Entourés de ses collègues commissaires, le Président de la CENI est revenu sur l’enrôlement des électeurs qui prend fin ce lundi 16 décembre, le fonctionnement des CAERLE, le cas des récépicés, des opérateurs de saisie, de la mise en œuvre des recommandations de l’audit du fichier électoral, de l’acquisition des équipements de pointe pour l’enrôlement des électeurs et la gestion du site du site central, des éléments de protection des données, de l’assistance des experts de l’OIF spécialistes en gestion de base de données et des opérations électorales.

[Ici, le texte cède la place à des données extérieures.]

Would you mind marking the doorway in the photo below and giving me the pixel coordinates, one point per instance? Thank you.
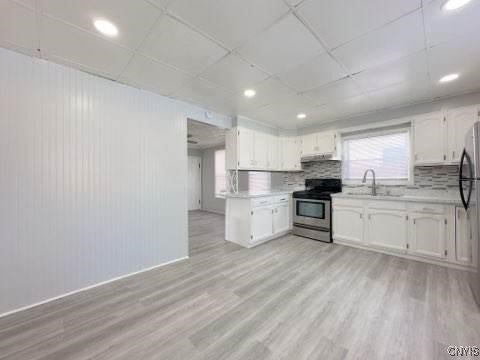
(194, 183)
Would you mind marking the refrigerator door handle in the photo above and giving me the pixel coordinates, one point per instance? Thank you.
(461, 180)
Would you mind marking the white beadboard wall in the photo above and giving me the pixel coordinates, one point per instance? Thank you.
(92, 180)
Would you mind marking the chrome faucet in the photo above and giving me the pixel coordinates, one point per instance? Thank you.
(374, 188)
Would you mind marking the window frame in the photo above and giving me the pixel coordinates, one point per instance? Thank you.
(381, 132)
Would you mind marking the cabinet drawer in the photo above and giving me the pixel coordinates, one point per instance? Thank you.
(387, 205)
(261, 201)
(347, 202)
(281, 199)
(427, 208)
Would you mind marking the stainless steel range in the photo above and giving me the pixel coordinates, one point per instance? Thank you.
(312, 209)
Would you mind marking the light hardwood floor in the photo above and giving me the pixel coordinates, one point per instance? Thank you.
(291, 298)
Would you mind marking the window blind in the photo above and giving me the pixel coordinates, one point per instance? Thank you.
(386, 153)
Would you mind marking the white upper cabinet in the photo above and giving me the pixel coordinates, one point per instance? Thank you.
(322, 143)
(248, 149)
(428, 132)
(290, 153)
(459, 121)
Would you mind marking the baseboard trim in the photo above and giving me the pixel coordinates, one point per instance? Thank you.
(11, 312)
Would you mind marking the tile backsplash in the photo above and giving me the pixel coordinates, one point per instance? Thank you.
(442, 177)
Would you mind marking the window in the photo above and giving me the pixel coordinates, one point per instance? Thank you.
(220, 173)
(386, 152)
(259, 181)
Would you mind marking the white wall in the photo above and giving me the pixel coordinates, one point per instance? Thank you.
(92, 180)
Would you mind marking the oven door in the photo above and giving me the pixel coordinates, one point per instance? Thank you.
(312, 212)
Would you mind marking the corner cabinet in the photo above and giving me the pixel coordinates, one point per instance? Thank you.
(253, 221)
(433, 233)
(247, 149)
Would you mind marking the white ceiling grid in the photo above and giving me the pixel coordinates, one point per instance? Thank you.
(328, 59)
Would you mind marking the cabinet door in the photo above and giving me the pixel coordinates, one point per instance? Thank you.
(309, 145)
(387, 229)
(290, 154)
(348, 224)
(273, 152)
(262, 225)
(281, 218)
(326, 142)
(428, 235)
(260, 150)
(429, 139)
(459, 121)
(246, 141)
(463, 237)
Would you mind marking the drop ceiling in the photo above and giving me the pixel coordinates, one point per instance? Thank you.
(328, 59)
(203, 136)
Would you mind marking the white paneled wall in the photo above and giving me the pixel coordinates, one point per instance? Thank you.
(92, 180)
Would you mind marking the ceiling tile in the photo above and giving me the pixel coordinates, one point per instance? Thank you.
(316, 72)
(231, 22)
(409, 68)
(132, 17)
(174, 43)
(283, 114)
(354, 105)
(69, 43)
(402, 94)
(17, 26)
(342, 20)
(234, 73)
(201, 91)
(460, 56)
(268, 92)
(282, 46)
(398, 39)
(154, 76)
(336, 91)
(441, 26)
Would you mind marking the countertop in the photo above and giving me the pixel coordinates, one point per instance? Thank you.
(255, 194)
(441, 197)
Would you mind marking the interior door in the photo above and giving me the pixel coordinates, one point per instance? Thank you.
(194, 183)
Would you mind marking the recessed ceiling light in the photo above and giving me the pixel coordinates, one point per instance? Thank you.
(448, 78)
(454, 4)
(249, 93)
(106, 27)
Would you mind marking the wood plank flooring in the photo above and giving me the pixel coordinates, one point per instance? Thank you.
(291, 298)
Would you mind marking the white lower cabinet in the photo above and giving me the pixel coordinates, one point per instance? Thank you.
(348, 223)
(281, 218)
(463, 237)
(252, 221)
(429, 232)
(428, 235)
(262, 228)
(386, 229)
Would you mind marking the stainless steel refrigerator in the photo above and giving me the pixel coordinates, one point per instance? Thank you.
(469, 186)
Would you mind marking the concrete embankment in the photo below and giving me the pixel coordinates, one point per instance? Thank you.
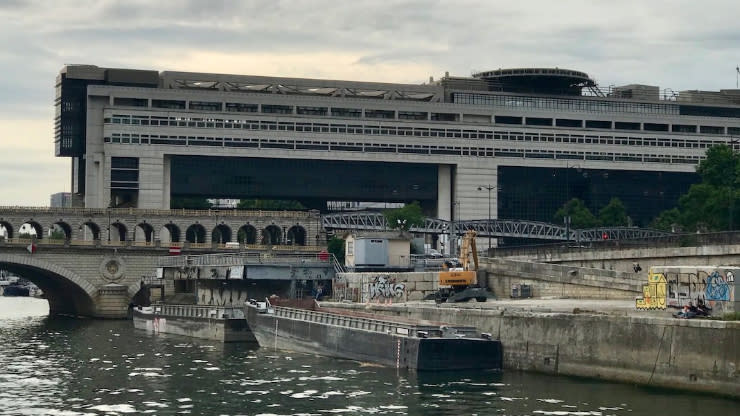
(696, 355)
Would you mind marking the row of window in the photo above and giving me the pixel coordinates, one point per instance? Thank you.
(290, 144)
(221, 123)
(417, 132)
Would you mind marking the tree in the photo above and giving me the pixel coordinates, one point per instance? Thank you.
(405, 217)
(335, 246)
(666, 220)
(270, 204)
(580, 216)
(613, 214)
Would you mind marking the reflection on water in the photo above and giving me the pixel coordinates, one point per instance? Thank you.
(91, 367)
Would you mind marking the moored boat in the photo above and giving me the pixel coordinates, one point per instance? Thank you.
(217, 323)
(304, 326)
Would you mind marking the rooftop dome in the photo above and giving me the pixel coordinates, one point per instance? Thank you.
(550, 81)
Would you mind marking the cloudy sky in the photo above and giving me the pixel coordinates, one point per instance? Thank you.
(674, 44)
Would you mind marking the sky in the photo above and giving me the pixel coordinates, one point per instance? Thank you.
(681, 45)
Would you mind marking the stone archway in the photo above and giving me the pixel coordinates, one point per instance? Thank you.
(67, 292)
(63, 227)
(170, 233)
(221, 234)
(196, 233)
(272, 235)
(247, 234)
(8, 229)
(296, 236)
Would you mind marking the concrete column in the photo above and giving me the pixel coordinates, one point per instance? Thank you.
(151, 182)
(112, 301)
(444, 191)
(166, 182)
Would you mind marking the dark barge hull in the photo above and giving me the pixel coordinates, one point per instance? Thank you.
(371, 340)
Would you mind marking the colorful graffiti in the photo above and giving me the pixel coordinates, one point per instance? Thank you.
(653, 293)
(385, 287)
(717, 288)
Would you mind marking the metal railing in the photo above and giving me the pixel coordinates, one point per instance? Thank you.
(198, 311)
(237, 259)
(139, 212)
(665, 241)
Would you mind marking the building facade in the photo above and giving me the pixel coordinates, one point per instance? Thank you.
(508, 143)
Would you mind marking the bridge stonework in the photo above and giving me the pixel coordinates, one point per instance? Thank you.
(141, 225)
(89, 281)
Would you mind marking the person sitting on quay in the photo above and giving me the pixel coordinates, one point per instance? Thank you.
(688, 311)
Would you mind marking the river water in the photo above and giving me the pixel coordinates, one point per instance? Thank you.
(63, 366)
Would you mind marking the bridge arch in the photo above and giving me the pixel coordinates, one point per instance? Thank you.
(89, 229)
(64, 227)
(247, 234)
(118, 231)
(196, 233)
(66, 291)
(170, 233)
(144, 229)
(296, 236)
(35, 227)
(271, 235)
(221, 234)
(8, 229)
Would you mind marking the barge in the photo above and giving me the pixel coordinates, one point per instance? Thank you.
(305, 327)
(217, 323)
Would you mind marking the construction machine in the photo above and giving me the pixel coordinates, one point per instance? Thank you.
(459, 283)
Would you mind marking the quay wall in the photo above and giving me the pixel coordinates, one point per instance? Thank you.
(695, 355)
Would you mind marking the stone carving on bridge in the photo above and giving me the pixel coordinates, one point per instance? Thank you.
(112, 268)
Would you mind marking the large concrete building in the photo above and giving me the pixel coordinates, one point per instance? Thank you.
(517, 142)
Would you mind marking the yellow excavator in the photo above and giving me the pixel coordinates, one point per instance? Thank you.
(460, 284)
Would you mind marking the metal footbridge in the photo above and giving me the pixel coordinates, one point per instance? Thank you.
(375, 221)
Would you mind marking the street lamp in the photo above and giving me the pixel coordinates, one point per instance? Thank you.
(489, 188)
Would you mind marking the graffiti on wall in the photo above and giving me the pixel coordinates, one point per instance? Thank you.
(653, 293)
(717, 287)
(341, 290)
(220, 295)
(384, 287)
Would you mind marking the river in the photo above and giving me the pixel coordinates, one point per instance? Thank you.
(69, 367)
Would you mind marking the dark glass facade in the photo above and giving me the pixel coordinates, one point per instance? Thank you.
(537, 193)
(313, 182)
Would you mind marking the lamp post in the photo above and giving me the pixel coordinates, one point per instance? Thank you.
(489, 188)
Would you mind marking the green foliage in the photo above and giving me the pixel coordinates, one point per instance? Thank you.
(720, 167)
(580, 216)
(190, 203)
(270, 204)
(713, 204)
(666, 220)
(613, 214)
(405, 217)
(336, 247)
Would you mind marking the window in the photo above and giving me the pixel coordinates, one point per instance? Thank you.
(565, 122)
(624, 125)
(346, 112)
(508, 120)
(537, 121)
(131, 102)
(277, 109)
(173, 104)
(311, 111)
(205, 106)
(242, 108)
(380, 114)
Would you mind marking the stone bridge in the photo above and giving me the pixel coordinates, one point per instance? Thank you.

Me Kébé a précisé que l’opération d’enrôlement des électeurs prend fin effectivement ce lundi 16 décembre. « Notre institution ne prévoit pas à ce jour, une prolongation du délai d’enrôlement des électeurs. Mais nous ne sommes pas seul acteur du processus. Nous allons présenter les résultats. Il y a des acteurs majeurs du processus qui ont donné des arguments pour qu’on rallonge. Sauf qu’une chose est de décider une rallonge. Voir les incidences financières et techniques de cela en est une autre » a-t-il déclaré. Il a soutenu qu’aucune loi ne prévoit un salaire ou une prime pour les membres des CAERLE qui sont censés être dans leurs secteurs respectifs pour mieux gérer les opérations d’enrôlement. Même qu’ils doivent servir de filtre pour empêcher des gens n’ayant pas le droit d’être dans le fichier de s’enrôler, notamment les étrangers, les mineurs, les personnes condamnées. Sur le dépôt des dossiers de candidature, Me Amadou Salif Kébé a indiqué que la commission de réception et de validation des candidatures est à pied d’œuvre même si le délai commence le 18 décembre. La commission financière travaille depuis quelques jours et le rapport de celle-ci lui permettra de fixer la caution à temps opportun.

Parlant du manque de récépissés dans les CAERLE, le Président de la CENI a rappelé que son institution a envoyé trois millions d’exemplaires pour un début. « Sauf que en quelques jours, on affirme par-ci par-là qu’il n’y a plus de récépissés alors qu’on n’avait même pas enrôlé 500 000 électeurs », s’est-il étonné avant de poursuivre : « C’est pourquoi, nous avons demandé aux CAERLE d’enrôler les citoyens même sans récépissés. Et plus tard, nous avons envoyé deux millions de récépissés. C’est en ce moment, les autres sont réapparus. Là nous avons eu l’impression que certains ont soit négliger ou ils ont voulu retenir les récépissés par de derrière eux ».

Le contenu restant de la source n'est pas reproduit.